Lula e Dilma apoiaram abertamente as reeleições de Hugo Chávez na Venezuela, Evo Morales na Bolívia e Cristina Kirchner na Argentina. Lula chegou ao ponto de participar de um ato eleitoreiro de Chávez, a inauguração de uma ponte sobre o Rio Orinoco, na fronteira entre os dois países, no dia 13 de novembro de 2006. 

Recém-reeleito, Lula explicitou o seu desejo de que Chávez também se reelegesse, no pleito que ocorreria dentro de 20 dias: “Sei que aqui, como no Brasil, somos vítimas de pessoas que governaram o país durante séculos e séculos, e não aceitam que alguém que queira cuidar do povo e seja diferente governe. Eu não tenho dúvida que aqui na Venezuela havia muitos e muitos anos que não tinha um governo que se preocupasse com a gente pobre como tu tens te preocupado.” 
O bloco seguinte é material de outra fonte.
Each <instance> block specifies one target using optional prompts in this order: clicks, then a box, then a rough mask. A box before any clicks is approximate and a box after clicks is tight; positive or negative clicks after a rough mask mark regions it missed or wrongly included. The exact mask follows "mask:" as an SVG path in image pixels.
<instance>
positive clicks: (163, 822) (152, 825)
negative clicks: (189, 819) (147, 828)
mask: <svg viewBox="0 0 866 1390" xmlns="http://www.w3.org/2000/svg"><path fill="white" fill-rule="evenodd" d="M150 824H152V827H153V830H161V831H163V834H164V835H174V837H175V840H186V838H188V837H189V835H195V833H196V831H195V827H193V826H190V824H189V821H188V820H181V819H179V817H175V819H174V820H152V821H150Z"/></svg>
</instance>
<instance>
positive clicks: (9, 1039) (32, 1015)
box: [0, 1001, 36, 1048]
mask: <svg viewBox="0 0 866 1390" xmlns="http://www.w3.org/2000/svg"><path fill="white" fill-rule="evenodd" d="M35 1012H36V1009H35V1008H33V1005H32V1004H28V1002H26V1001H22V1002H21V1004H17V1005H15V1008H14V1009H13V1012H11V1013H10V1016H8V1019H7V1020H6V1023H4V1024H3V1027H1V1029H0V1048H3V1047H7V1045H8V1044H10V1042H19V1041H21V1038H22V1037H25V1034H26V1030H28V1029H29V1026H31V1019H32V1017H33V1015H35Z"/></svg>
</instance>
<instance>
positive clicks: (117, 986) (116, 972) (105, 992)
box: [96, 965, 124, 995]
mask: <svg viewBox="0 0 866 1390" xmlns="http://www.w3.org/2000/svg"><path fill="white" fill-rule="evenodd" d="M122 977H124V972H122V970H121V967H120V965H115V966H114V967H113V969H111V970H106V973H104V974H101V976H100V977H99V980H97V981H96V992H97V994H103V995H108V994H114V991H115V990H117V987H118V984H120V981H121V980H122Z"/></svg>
O Brasil passou a ser tratado como um partido, que participava de uma frente de esquerda supranacional. A ponto de os interesses econômicos brasileiros serem atropelados para sedimentar essa aliança. Isso ficou mais visível no episódio da nacionalização das refinarias e campos de gás da Petrobrás na Bolívia, em 2006. A estatal havia investido US$ 1,5 bilhão nas duas refinarias e outros US$ 2 bilhões no gasoduto. Mesmo assim, no ano seguinte, para apaziguar Morales, Lula aceitou aumentar de US$ 1,09 para US$ 4,20 o preço pago pelo Brasil por milhão de BTUs (unidade térmica britânica).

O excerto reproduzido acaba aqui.